Based on WP3's findings, a set of tools was selected for remediating each sample based on the starting format and the complexity of the content (images, links, tables, notes, …). The remediation was carried out by an experienced operator who has previously handled conversion and remediation activities, with an in-depth knowledge of publishers' production workflows, a proven track record in page layout programs (InDesign), and a solid understanding of ebooks accessibility requirements. The remediation process was structured into several steps:

  1. automatic remediation, to assess what the tools can fix automatically;

  2. tool-driven remediation (through accessibility error reports provided by the tool, in-tool guidance, etc.);

  3. manual remediation within the tool, using the options and functionalities provided by the tools itself;

  4. manual remediation using different tools, to correct those accessibility errors that the tool does not allow to be corrected effectively and, therefore, are still found in the output of step 3. Fixing these errors usually requires direct intervention in the HTML code (we, therefore, used an editor software named Sigil, which allows us to manipulate the EPUB code);

  5. semantic enrichment. This was an additional step aimed at getting semantically richer EPUBs beyond the compliance strictly needed to be in line with the accessibility requirements defined by the EAA.

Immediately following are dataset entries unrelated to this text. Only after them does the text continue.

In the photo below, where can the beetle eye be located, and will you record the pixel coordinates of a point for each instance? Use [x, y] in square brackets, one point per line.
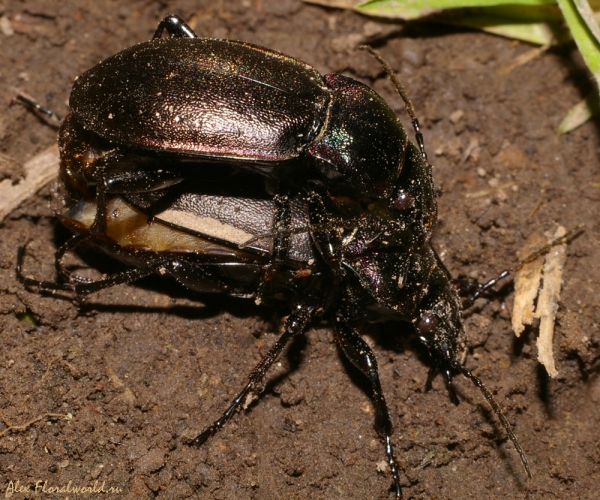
[403, 201]
[427, 323]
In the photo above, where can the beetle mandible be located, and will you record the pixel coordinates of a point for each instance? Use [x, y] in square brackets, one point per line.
[335, 214]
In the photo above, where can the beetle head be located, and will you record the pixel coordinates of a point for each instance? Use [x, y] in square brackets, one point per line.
[440, 328]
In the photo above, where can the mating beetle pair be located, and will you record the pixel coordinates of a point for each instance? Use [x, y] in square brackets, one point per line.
[238, 169]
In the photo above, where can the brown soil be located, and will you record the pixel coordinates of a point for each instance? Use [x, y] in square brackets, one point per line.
[140, 367]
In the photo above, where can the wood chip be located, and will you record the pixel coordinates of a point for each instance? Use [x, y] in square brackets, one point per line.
[527, 285]
[39, 171]
[548, 302]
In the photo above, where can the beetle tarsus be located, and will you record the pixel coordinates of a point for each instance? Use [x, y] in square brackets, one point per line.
[175, 27]
[294, 325]
[492, 402]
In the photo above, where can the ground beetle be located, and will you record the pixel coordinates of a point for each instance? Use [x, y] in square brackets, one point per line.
[238, 169]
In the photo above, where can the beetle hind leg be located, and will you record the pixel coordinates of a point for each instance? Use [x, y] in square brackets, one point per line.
[294, 325]
[360, 355]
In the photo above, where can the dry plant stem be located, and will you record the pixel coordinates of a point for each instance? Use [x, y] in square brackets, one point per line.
[39, 171]
[527, 283]
[548, 302]
[26, 425]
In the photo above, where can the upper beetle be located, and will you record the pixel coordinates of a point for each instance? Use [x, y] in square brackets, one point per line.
[222, 100]
[348, 204]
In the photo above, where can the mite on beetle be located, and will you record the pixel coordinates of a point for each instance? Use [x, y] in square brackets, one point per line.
[238, 169]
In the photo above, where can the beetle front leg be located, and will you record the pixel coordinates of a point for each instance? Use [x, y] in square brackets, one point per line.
[360, 355]
[294, 325]
[174, 26]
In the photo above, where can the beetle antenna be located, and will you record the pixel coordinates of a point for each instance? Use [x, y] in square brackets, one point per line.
[569, 235]
[53, 119]
[490, 398]
[410, 109]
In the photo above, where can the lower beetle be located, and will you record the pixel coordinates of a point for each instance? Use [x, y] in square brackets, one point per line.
[347, 247]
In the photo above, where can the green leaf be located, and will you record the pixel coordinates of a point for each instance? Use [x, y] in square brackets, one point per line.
[586, 42]
[413, 9]
[581, 113]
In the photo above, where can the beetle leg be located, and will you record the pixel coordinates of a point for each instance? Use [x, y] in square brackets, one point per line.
[281, 240]
[175, 27]
[294, 325]
[433, 371]
[530, 258]
[360, 355]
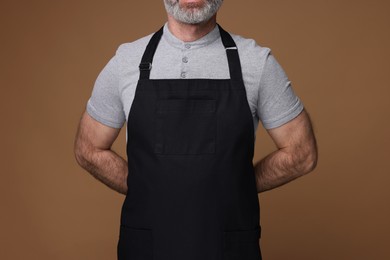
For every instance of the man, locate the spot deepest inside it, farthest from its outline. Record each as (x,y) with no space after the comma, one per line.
(192,95)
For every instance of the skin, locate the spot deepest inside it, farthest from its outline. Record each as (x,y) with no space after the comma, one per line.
(296,153)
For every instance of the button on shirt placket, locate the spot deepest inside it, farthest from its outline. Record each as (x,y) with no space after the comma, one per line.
(184,67)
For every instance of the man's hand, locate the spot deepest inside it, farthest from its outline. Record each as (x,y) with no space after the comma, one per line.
(296,154)
(92,149)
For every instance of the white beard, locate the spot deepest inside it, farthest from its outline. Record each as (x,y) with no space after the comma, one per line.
(192,14)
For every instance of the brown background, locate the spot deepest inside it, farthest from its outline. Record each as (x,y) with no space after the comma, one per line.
(335,53)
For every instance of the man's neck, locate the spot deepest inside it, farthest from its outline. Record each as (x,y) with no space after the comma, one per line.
(190,32)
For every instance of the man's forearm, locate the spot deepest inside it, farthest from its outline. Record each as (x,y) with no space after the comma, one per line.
(280,167)
(106,166)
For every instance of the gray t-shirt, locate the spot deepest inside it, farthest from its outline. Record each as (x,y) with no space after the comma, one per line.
(269,92)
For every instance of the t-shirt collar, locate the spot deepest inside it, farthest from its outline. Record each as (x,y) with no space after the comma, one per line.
(205,40)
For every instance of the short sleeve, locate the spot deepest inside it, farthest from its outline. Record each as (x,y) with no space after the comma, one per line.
(105,104)
(277,102)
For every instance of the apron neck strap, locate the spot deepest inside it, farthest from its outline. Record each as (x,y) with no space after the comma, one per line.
(227,40)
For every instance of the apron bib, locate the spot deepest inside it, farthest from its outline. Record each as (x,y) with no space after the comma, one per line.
(191,184)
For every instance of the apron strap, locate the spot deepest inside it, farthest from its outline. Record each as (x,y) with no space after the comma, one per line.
(146,61)
(227,40)
(232,54)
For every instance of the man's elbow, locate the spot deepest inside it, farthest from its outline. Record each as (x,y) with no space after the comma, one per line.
(310,161)
(80,154)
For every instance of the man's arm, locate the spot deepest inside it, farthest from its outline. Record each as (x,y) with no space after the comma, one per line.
(92,149)
(296,154)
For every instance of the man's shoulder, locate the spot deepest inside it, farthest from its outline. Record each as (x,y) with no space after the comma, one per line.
(133,48)
(250,47)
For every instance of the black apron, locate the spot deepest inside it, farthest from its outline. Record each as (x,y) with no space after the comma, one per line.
(191,184)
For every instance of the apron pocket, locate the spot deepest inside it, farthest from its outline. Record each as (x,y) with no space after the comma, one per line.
(242,244)
(135,244)
(185,126)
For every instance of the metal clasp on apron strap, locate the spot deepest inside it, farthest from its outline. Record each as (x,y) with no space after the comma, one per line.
(145,66)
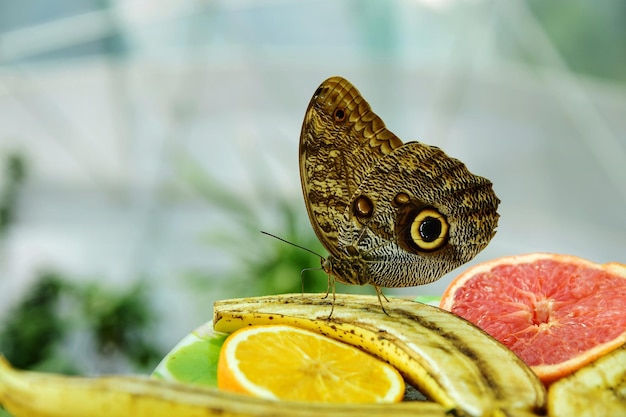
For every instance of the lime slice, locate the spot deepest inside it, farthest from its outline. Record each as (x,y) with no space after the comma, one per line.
(194,359)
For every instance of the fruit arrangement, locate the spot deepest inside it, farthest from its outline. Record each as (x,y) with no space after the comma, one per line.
(457,366)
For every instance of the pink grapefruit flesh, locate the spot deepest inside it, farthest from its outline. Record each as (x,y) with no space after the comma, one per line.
(556,312)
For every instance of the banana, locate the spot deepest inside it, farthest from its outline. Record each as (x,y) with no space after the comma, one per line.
(446,357)
(35,394)
(598,389)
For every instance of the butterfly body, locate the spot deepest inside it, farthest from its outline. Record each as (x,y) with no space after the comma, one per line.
(391,214)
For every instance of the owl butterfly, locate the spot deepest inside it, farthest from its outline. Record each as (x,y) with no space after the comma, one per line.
(390,214)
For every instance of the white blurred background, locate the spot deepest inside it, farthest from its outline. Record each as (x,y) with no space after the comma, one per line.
(143,125)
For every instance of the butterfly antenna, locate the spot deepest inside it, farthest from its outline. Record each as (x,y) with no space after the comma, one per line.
(292,244)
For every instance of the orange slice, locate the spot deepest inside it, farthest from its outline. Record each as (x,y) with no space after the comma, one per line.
(556,312)
(288,363)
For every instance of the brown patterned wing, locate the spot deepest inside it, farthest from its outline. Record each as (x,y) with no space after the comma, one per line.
(429,214)
(341,140)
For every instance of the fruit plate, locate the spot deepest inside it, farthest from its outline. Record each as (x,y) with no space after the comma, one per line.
(194,359)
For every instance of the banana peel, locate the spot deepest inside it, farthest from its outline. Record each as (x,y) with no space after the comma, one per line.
(461,368)
(597,389)
(447,358)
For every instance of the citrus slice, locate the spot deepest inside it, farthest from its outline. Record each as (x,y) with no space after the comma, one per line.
(556,312)
(288,363)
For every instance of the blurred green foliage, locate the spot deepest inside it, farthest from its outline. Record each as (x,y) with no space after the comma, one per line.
(119,323)
(264,265)
(14,167)
(34,334)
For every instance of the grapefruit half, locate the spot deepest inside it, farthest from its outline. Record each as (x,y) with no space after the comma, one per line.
(556,312)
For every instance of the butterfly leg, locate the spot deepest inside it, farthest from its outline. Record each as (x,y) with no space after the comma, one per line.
(331,288)
(380,295)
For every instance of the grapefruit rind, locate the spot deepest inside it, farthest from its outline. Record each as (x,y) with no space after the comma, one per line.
(552,371)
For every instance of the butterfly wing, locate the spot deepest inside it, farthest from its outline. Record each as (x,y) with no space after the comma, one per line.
(429,215)
(340,142)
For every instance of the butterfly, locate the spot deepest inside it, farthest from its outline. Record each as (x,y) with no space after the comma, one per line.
(390,214)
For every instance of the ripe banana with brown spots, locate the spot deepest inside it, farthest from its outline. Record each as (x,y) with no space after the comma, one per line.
(463,370)
(598,389)
(447,358)
(36,394)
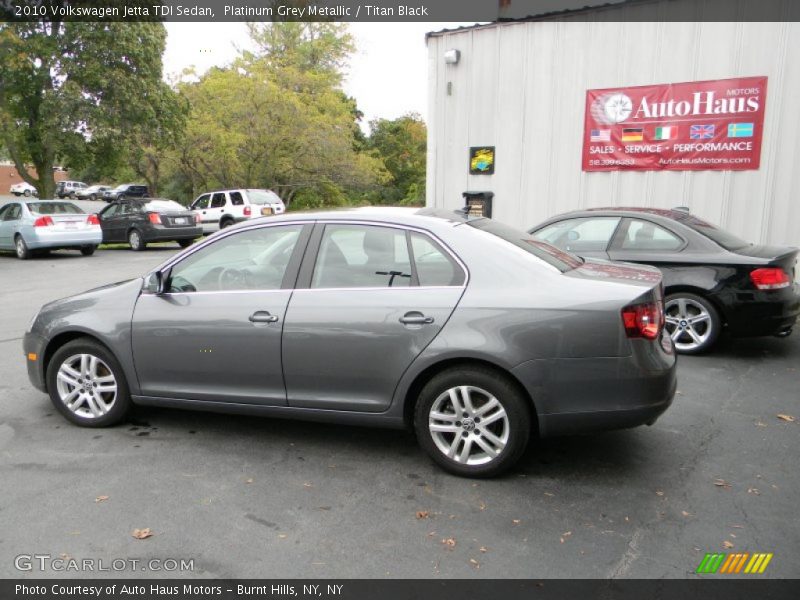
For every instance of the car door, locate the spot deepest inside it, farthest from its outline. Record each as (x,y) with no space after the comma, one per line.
(359,316)
(584,236)
(215,334)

We also conducted two preliminary actions:

  • file analysis to assess possible problems and

  • file format conversion, when necessary.

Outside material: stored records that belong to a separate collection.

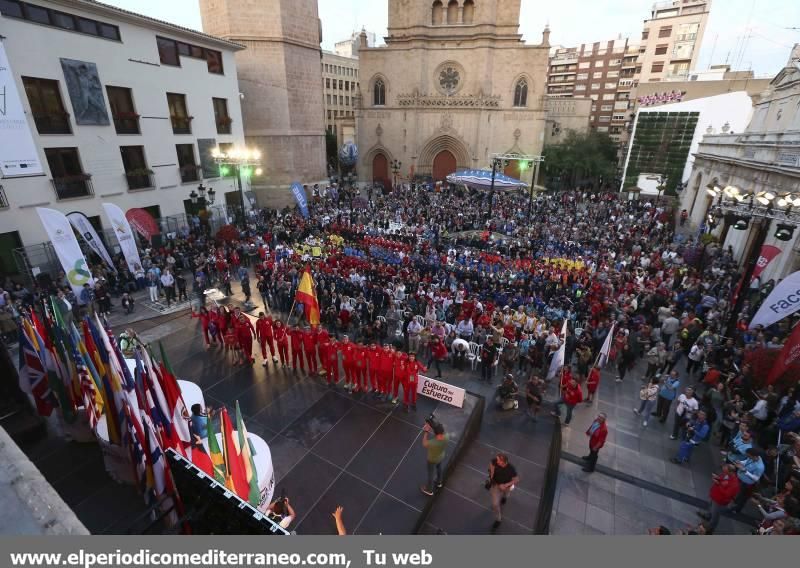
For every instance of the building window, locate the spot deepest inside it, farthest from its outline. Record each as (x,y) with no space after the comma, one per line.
(521,93)
(181,121)
(379,93)
(69,179)
(126,121)
(168,51)
(221,116)
(46,106)
(137,174)
(188,167)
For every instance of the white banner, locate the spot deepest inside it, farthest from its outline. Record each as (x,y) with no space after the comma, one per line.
(18,155)
(122,230)
(782,302)
(86,230)
(437,390)
(67,248)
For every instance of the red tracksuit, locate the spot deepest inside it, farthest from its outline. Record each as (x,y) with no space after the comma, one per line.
(282,341)
(410,382)
(244,334)
(360,369)
(373,358)
(297,347)
(265,336)
(348,361)
(310,349)
(331,361)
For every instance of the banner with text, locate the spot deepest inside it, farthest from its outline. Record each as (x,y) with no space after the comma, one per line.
(81,224)
(67,248)
(782,302)
(18,155)
(124,234)
(438,390)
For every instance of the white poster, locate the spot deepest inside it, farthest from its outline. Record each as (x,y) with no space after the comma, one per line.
(122,230)
(86,230)
(782,302)
(67,248)
(438,390)
(18,155)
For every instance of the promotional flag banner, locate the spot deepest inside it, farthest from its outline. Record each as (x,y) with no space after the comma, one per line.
(782,302)
(67,248)
(124,234)
(307,295)
(81,224)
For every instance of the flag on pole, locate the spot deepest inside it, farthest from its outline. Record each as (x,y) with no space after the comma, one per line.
(236,478)
(606,349)
(307,295)
(254,497)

We monitored the time required for the execution of each step using a matrix prepared for this purpose. For each step, we reported the time required to correct the different accessibility problems, starting with the most recurring ones from the gap analysis of WP2. This allowed us, for each combination of file and tool, to:

  • know the total time needed for each step;

  • identify which accessibility issues can actually be fixed in each step (thus, for each tool, which can be corrected in step 1 automatically, and which require manual intervention with the same or a different tool);

  • know the time required to solve each accessibility issue in the step in which it was solved (except for step 1, for which only the total time can be measured).

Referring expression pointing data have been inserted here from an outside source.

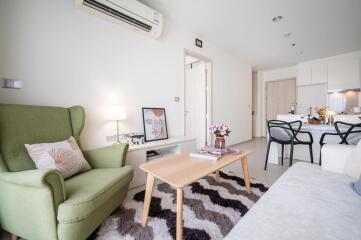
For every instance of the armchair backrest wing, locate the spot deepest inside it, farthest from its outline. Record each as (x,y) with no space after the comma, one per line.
(23,124)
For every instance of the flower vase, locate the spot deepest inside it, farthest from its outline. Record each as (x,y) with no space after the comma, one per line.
(220,143)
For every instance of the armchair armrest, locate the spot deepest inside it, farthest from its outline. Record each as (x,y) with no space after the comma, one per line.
(107,157)
(27,196)
(40,178)
(334,157)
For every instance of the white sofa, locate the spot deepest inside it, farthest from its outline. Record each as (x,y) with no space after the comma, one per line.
(307,202)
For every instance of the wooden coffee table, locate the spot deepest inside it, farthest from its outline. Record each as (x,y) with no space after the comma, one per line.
(182,170)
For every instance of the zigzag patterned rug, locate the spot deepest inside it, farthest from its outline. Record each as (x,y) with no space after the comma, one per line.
(210,211)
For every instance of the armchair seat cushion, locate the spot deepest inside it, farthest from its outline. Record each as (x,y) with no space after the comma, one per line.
(90,190)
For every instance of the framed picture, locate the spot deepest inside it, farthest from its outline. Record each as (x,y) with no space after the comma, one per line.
(155,124)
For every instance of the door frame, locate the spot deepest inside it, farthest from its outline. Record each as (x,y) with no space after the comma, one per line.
(273,81)
(209,90)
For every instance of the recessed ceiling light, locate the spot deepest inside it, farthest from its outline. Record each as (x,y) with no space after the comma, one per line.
(277,18)
(286,34)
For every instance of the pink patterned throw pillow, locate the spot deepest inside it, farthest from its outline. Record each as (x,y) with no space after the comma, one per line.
(64,156)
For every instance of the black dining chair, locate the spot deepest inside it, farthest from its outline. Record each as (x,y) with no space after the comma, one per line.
(287,133)
(349,134)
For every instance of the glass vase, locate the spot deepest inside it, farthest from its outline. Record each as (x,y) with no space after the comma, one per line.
(220,143)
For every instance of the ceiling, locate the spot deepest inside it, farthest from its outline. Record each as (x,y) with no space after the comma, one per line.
(319,28)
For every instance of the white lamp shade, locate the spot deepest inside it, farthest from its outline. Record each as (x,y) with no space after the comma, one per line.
(116,113)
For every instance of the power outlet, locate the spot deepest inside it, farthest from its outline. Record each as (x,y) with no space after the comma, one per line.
(112,138)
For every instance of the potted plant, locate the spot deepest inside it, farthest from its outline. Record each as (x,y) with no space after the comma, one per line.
(220,130)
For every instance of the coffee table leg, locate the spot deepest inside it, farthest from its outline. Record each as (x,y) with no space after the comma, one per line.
(179,214)
(246,174)
(216,176)
(147,198)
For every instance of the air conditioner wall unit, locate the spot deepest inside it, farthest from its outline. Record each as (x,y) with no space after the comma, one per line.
(128,13)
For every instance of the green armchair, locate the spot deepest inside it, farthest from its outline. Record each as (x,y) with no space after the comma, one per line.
(40,204)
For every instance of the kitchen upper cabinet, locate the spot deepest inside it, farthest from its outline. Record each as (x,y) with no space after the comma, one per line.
(304,76)
(344,73)
(309,73)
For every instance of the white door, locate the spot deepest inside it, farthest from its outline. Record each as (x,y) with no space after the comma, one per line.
(196,102)
(280,96)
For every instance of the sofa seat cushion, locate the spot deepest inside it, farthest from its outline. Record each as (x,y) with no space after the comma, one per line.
(304,203)
(88,191)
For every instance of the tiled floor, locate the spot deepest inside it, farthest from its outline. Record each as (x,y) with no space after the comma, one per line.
(255,162)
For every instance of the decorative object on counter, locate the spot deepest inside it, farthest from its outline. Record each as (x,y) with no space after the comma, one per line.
(116,113)
(330,117)
(222,151)
(220,130)
(314,121)
(204,154)
(322,112)
(135,138)
(155,124)
(293,110)
(356,110)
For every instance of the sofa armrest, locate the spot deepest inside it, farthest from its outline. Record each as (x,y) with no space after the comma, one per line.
(334,157)
(39,178)
(107,157)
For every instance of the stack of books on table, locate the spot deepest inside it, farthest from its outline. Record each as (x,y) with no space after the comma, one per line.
(212,153)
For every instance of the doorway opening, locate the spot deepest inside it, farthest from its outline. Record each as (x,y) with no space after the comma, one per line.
(197,97)
(280,97)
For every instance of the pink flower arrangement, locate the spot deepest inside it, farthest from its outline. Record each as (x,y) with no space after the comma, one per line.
(220,130)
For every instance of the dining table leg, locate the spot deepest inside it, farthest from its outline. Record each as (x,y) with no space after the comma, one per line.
(179,214)
(247,182)
(147,198)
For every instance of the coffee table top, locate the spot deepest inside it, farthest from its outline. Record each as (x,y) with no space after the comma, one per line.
(182,170)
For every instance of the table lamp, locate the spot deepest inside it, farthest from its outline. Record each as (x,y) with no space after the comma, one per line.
(117,113)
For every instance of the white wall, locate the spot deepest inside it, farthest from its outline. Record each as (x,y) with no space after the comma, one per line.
(262,78)
(65,56)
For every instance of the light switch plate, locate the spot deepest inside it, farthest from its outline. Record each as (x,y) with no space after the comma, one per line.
(11,83)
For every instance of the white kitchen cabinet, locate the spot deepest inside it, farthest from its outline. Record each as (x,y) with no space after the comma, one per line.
(344,73)
(304,74)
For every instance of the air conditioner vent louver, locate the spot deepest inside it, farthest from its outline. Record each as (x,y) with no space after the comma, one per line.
(129,13)
(114,13)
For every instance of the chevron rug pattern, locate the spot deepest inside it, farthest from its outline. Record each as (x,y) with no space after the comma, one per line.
(210,211)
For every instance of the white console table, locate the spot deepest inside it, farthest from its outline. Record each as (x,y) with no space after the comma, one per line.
(137,154)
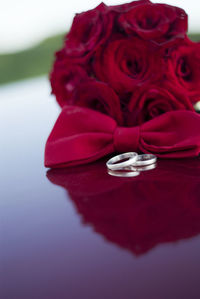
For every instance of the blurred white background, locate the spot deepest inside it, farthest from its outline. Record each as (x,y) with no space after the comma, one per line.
(26,22)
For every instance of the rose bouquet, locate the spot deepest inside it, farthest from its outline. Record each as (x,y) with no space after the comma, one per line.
(134,63)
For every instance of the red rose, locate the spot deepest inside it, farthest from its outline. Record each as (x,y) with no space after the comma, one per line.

In the case of step 1 (automatic remediation), the total time required for the tool to complete the process was reported aside as time spent by the machine is not priced the same as human time.

This approach allowed us to have an overall, detailed overview of the time associated with the remediation activity for each file and tool. The related internal deliverable Cost benchmark report (SEN) was finalised on the 15th of April, 2024.

Communication and Dissemination (WP5)

The project communication and dissemination activities are conducted in 3 main temporalities:

  • an initial communication period to inform about the project;

  • a continuous information delivery;

  • a final communication stage.

The initial communication's objective was to enlist publishers interested in the project. This was done at the first level with national workshops and individual talks in France, Italy and the Netherlands in local languages and organised independently by each project partner. At a second level, we presented the project in English to publishers' associations with the help of the Federation of European Publishers. We also presented the project to Inclusive Publishing members and at the Include! Conference organised by MTM, the Swedish agency for accessible books in Malmö, Sweden. Complementary to those presentations, the three project partners produced news on their website and communication on their social media. A blog article was published by IPA. This phase allowed for widespread knowledge about the project and provided us with more publishers willing to collaborate with the project than expected.

Continuous information was spread throughout the project, with key points for releasing public deliverables, for which webinars were organised to give direct feedback to the publishers involved in the project. The project was also presented at book fairs in Bruxelles and Bologna.

The final communication stage starts with the publication of this final report and will be composed of workshops at national and international levels. Press releases, event presence and material used in public presentations are available on the project website 12.

Findings: a diverse ecosystem

High variability of available data

Collecting data on the backlist ebook titles available over Europe resulted in a challenging activity since no centralised agency exists and the way industry standards are adopted and used is not yet consistent across all European countries (including identification, categorizations, and other bibliographic metadata).

There’s a notable blind spot regarding the ebooks available through large online international platforms like Amazon and Kobo. We do not know how much of those contents are exclusive (like self-published titles), and therefore, remediation needs cannot be studied for these ebooks.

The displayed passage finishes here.